I would tend to reduce the notifications to the user by creating a timer at the first bus error interrupt. The first BE irq would lead to a CAN_ERR_BUSERROR and after a (configurable) time (e.g.250ms) the next information about bus errors is allowed to be passed to the user. After this time period is over a new CAN_ERR_BUSERROR may be passed to the user containing the count of occurred bus errors somewhere in the data[]-section of the Error Frame. When a normal RX/TX-interrupt indicates a 'working' CAN again, the timer would be terminated.

Instead of a fix configurable time we could also think about a dynamic behaviour (e.g. with increasing periods).

What do you think about this?
The question is if one bus-error does provide enough information on the cause of the electrical problem or if a sequence is better. Furthermore, I personally regard the use of timers as to heavy. But the solution is feasible, of course. Any other opinions?

I think Oliver's suggestions points in the right direction.
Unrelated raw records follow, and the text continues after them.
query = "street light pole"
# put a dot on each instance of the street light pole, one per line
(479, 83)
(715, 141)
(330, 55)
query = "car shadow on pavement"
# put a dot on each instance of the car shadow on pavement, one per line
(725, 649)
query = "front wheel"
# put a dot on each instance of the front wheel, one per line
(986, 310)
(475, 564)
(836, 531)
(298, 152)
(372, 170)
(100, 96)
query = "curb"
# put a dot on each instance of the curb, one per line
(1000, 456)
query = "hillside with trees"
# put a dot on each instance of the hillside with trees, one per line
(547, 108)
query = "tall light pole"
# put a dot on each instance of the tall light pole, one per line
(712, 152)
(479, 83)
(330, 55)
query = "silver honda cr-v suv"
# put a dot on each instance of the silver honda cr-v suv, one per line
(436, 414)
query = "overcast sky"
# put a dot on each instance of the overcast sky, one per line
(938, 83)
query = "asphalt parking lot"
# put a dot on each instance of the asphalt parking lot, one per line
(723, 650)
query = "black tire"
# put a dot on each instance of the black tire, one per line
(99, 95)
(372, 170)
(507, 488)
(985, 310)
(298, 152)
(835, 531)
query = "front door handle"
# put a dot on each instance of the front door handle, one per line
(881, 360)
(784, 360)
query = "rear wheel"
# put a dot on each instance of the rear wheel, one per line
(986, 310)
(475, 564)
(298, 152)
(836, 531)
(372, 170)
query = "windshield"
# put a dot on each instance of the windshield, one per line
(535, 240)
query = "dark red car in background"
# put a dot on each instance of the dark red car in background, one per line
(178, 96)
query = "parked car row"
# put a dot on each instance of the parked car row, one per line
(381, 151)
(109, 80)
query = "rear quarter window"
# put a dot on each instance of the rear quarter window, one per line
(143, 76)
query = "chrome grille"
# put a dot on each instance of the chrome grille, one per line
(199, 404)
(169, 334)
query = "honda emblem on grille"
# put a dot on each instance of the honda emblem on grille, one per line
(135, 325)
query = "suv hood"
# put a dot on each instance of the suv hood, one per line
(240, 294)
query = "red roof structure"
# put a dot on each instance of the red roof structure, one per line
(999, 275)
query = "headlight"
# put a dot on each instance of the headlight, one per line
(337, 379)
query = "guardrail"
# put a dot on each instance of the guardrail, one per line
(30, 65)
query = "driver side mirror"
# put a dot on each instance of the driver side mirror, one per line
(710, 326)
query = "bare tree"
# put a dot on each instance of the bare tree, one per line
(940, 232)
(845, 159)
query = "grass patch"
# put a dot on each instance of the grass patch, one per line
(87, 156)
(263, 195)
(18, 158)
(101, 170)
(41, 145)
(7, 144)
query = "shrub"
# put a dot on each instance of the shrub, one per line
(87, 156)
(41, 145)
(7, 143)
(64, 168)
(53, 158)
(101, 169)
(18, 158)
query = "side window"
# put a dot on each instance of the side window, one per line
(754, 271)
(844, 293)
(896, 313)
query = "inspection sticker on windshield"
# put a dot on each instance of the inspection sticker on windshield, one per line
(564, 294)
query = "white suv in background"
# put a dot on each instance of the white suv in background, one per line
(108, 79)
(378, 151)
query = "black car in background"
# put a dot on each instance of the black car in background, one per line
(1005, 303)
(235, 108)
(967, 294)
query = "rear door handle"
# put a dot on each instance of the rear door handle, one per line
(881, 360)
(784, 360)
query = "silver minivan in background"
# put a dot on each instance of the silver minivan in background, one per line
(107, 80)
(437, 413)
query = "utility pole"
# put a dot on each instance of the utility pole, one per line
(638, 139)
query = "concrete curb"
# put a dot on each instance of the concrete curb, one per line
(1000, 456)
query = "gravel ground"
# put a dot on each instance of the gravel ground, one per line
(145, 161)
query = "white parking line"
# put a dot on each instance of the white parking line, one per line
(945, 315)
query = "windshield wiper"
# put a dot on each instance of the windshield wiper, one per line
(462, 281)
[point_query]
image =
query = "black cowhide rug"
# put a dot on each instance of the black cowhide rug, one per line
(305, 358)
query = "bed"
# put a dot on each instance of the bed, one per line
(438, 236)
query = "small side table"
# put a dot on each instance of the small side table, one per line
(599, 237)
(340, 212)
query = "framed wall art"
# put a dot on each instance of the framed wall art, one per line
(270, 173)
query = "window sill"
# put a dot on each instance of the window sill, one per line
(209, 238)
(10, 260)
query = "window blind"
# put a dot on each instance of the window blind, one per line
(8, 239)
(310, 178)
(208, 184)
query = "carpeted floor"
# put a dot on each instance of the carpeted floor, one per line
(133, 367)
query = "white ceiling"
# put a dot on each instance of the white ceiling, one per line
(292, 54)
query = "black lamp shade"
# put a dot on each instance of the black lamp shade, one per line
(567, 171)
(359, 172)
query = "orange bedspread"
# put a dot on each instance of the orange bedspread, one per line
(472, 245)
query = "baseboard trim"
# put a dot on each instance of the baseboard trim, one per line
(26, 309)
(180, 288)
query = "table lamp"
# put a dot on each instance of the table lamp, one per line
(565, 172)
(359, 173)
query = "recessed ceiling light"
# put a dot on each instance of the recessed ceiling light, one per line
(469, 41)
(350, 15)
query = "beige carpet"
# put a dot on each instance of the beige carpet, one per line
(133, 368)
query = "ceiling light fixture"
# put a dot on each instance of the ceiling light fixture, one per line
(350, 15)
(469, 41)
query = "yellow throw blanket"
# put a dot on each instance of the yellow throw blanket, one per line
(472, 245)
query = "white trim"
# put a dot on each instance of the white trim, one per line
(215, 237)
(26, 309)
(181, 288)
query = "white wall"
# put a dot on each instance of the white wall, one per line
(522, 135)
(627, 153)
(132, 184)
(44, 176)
But instead
of only coding a timer into the stack, I still vote for closing the loop
over the application:

After the first error in a potential series, the related error frame is
queued, listeners are woken up, and BEI is disabled for now. Once some
listener read the error frame *and* decided to call into the stack for
further bus errors, BEI is enabled again.

That way the application decides about the error-related IRQ rate and
can easily throttle it by delaying the next receive call. Moreover,
threads of higher priority will be delayed at worst by one error IRQ.
This mechanism just needs some words in the documentation ("Be warned:
error frames may overwhelm you. Throttle your reception!"), but no
further user-visible config options.

I understand, BEI interrupts get (re-)enabled in recvmsg() if the socket wants to receive bus errors. There can me multiple readers, but that's not a problem. Just some overhead in this function. This would also simplify the implementation as my previous one with "on-demand" bus error would be obsolete. I start to like this solution.

Well, and if there is no thread listening on bus errors, but we want
stats to be updated once in a while, a slow low-prio timer to re-enable
BEI might still be created in the stack like Oliver suggested. For
Xenomai, you could consider pending an rtdm_nrtsig to keep the impact on
the RT domain low. But that's a minor implementation detail. The
important point is to avoid uncontrolled error bursts, even over a short
period (20 bus errors at 1 MBit/s already last for > 1 ms).

I think the above solution is enough. Let's go for it?